The Mayor of London said moving to The Crystal in Newham would save £11.1m a year in rent and charges.
The Norman Foster-designed City Hall, by Tower Bridge, has been the official home of the Greater London Authority (GLA) since it opened in 2002.
A formal consultation on the move will run for six-weeks.
Under the plans the Mayor’s Office and London Assembly would move to the GLA-owned The Crystal in the Royal Docks, which was commissioned to be one of the most environmentally sustainable offices in the world.
The lease for City Hall was agreed with a private landlord, the Kuwaiti-owned St Martins Property Group, in 2001 and is due to run for 25 years.
But the agreement allows for a break in the contract after 20 years – in December 2021 – which will be the only chance the GLA has to leave early.
The mayor believes the rent, which is set to rise to £12.6m a year in December 2021, is above market value.
Tim Donovan, Political Editor, BBC London
The Lord Foster building has its fans – not least those enthralled by the spiralling staircase at its core.
But when it first opened it was likened to a fencer’s helmet and a giant testicle.
There was always some unease it was on a private site owned by anonymous international investors.

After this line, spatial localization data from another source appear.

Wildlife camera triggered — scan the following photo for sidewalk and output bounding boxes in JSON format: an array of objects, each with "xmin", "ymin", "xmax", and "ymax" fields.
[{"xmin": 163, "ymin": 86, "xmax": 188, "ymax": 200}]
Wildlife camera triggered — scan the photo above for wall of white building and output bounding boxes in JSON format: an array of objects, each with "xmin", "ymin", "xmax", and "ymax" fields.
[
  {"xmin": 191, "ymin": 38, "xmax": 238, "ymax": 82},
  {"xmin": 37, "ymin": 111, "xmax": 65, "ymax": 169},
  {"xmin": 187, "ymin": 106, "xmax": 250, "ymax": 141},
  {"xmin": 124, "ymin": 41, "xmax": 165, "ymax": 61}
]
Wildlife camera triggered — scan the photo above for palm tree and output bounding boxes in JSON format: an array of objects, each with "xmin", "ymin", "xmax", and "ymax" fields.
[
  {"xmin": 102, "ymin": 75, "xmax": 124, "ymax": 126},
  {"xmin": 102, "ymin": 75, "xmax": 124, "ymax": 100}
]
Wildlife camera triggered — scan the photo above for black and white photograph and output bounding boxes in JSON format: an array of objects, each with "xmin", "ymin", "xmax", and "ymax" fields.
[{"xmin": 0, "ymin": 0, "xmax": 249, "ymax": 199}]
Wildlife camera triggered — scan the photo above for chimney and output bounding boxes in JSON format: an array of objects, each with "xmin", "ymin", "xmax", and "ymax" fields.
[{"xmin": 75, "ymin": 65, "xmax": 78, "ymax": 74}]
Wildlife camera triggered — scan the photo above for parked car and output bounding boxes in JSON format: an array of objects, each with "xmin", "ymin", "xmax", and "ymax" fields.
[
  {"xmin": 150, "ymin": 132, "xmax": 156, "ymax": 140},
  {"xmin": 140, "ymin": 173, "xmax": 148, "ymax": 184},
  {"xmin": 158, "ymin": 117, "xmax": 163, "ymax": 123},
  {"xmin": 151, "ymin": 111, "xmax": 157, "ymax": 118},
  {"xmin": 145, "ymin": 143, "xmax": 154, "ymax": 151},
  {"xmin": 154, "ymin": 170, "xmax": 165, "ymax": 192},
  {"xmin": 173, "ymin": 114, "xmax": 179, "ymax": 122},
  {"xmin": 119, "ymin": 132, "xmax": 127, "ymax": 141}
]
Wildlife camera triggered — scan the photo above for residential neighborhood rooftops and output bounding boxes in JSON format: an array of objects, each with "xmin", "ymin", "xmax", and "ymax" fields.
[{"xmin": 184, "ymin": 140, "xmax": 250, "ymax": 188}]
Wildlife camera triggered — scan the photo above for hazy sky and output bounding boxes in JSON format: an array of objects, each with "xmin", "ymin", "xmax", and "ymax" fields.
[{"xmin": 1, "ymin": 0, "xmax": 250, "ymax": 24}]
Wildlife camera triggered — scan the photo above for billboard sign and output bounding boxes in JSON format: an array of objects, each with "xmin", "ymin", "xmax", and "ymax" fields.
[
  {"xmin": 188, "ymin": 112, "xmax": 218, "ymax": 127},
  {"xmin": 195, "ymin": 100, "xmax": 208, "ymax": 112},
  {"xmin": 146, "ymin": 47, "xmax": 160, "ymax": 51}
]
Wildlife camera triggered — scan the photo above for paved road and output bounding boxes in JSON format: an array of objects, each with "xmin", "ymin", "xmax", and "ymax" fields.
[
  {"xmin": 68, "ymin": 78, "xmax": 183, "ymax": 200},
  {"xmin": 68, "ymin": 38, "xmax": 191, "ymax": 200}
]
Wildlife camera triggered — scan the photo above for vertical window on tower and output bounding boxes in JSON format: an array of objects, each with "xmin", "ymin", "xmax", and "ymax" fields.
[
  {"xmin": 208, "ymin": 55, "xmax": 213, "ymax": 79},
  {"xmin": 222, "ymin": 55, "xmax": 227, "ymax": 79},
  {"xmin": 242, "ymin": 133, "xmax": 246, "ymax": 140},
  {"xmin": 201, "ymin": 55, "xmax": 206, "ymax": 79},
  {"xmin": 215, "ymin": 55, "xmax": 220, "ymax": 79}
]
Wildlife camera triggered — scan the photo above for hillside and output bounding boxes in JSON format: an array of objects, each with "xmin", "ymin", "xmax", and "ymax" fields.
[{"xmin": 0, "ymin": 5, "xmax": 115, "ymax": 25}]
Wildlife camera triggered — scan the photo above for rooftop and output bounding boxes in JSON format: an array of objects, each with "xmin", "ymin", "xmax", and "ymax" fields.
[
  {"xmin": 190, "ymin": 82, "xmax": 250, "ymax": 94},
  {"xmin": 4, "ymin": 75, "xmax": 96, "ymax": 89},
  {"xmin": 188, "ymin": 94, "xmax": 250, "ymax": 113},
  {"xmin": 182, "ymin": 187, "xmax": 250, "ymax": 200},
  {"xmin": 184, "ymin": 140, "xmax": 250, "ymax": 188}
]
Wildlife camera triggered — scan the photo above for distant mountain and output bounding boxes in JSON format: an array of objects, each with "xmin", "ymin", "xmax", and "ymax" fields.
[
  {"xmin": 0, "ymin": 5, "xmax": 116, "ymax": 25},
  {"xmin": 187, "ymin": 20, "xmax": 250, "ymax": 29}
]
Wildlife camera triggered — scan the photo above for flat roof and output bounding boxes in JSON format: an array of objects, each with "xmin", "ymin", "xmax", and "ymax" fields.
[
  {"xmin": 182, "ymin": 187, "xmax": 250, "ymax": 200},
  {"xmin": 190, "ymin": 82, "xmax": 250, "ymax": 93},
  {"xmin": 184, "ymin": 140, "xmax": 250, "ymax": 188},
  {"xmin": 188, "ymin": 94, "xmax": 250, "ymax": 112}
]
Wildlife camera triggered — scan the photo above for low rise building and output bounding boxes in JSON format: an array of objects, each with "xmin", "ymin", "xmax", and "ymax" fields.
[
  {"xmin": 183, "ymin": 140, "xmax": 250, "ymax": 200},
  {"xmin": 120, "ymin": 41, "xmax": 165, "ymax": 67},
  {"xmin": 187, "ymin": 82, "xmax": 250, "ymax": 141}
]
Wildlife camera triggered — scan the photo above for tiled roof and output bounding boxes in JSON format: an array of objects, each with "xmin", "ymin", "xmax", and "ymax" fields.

For a while there’s been speculation about what the rent would be raised to when the lease came up, especially now the area has been transformed by restaurants and bars, the HQs of leading accountancy firms and a new theatre, drawn partly at least by the political anchor tenant.
Over the years, the ninth floor panorama has formed the backdrop to countless mayoral announcements, melodramas and embarrassments.
Mr Khan said: “My first priority will always be to protect funding for frontline services, including public transport, the Met Police and the London Fire Brigade.
“In normal times, it would be standard practice for any mayor to consider utilising the lease break-clause on the City Hall building that becomes possible this year.
“In the current financial context, and with the looming black hole in London’s public finances, it would be negligent not to do so.”
The Met Police, London Fire Brigade, Transport for London (TfL) and the GLA are expecting a combined budget deficit of £493m over the next two years.
The hole is due to a forecast reduction in tax receipts from firms paying business rates and householders not able to keep up with council tax bills.
The mayor will cut his own pay by 10% and freeze pay for his senior staff.